AP 02 - Beware of count distinct

Severity

Warning Notice

Type

Performance

Problem

The Count distinct operation is computationally expensive and decreases database performance. BigQuery defaults to approximating the distinct count, using a HyperLogLog algorithm. But BigQuery also supports exact distinct count in a separate function.

One of two algorithms is typically used for distinct counts.

  • Sorting: Records are sorted, duplicate records then are identified and then removed. The number of target expression values in the remaining set of tuples would then represent a distinct count of the target expression values.
  • Hashing: Records are hashed and then duplicates are removed within each hash partition. Implementing hashing may be less computationally intensive than the sorting approach and may scale better with a sufficiently large set of records.

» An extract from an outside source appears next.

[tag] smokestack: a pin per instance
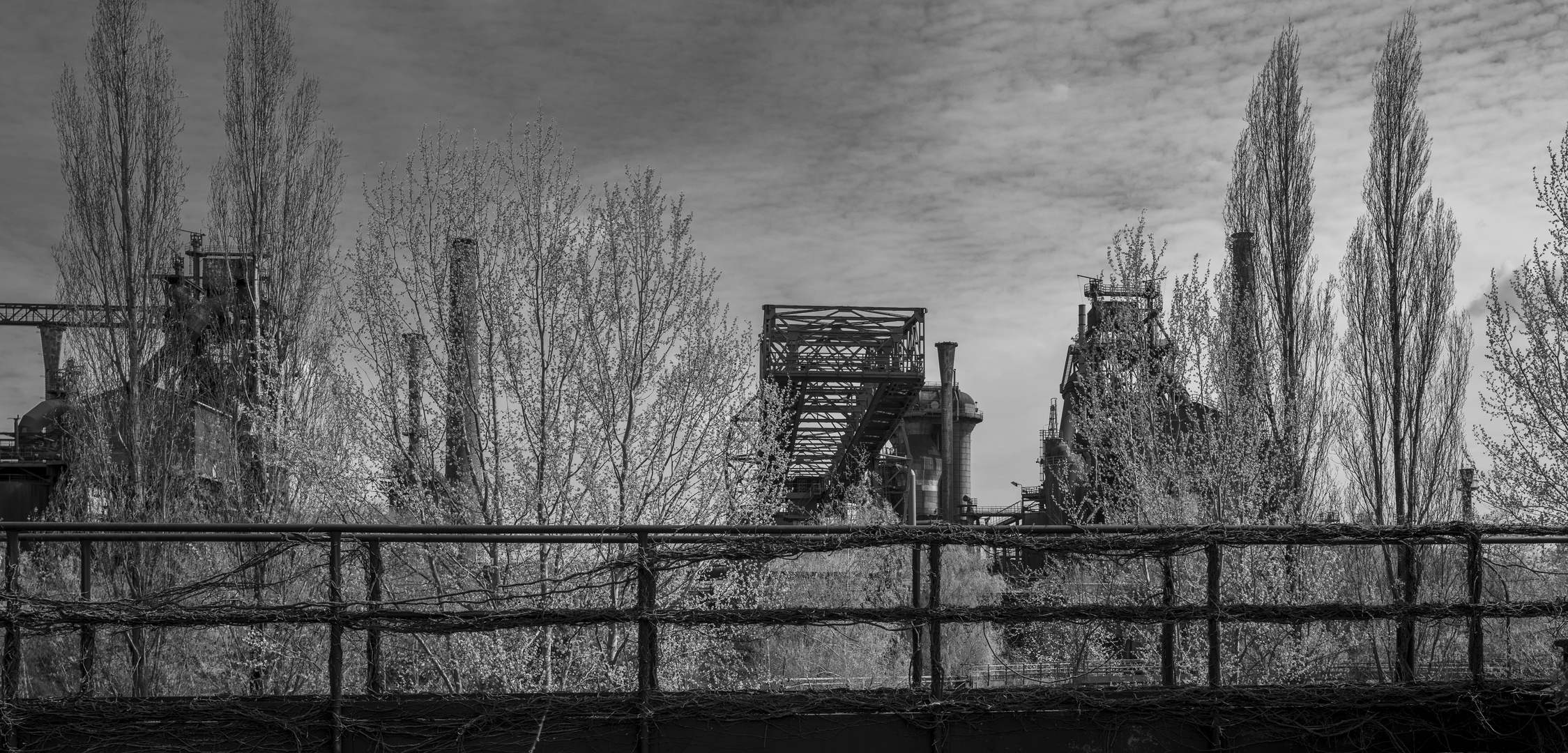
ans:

However, it is still computationally expensive

Solution

There are two possible solutions to the problem.

If you don’t require 100% accuracy you can use approximate count distinct aka HyperLogLog. Most modern databases support this functionality.

Here is an example of approximate count distinct using SQL Server

SELECT approx_count_distinct(O_OrderKey) AS approx_distinct_order_key
  FROM Orders

Bitmap-based distinct counts can be performed incrementally, combining them with Materialized Views for query rewrite in databases that support such functionality. Snowflake and Oracle are two examples of databases that support bitmap-based distinct counts.

If you do not have an approximate count distinct (HyperLogLog) or bitmap based count distinct as part of your database, you could precompute the distinct counts as part of ETL.

Legitimate use of the anti pattern

For small data volumes you will not see a performance problem when using count distinct.

As the number of distinct values increases, the elapsed time and memory usage of standard count distinct increases significantly (non-linear growth).

The elapsed time and memory usage of approximate count distinct on the other hand remains consistent regardless of the number of distinct values in the data set (linear growth).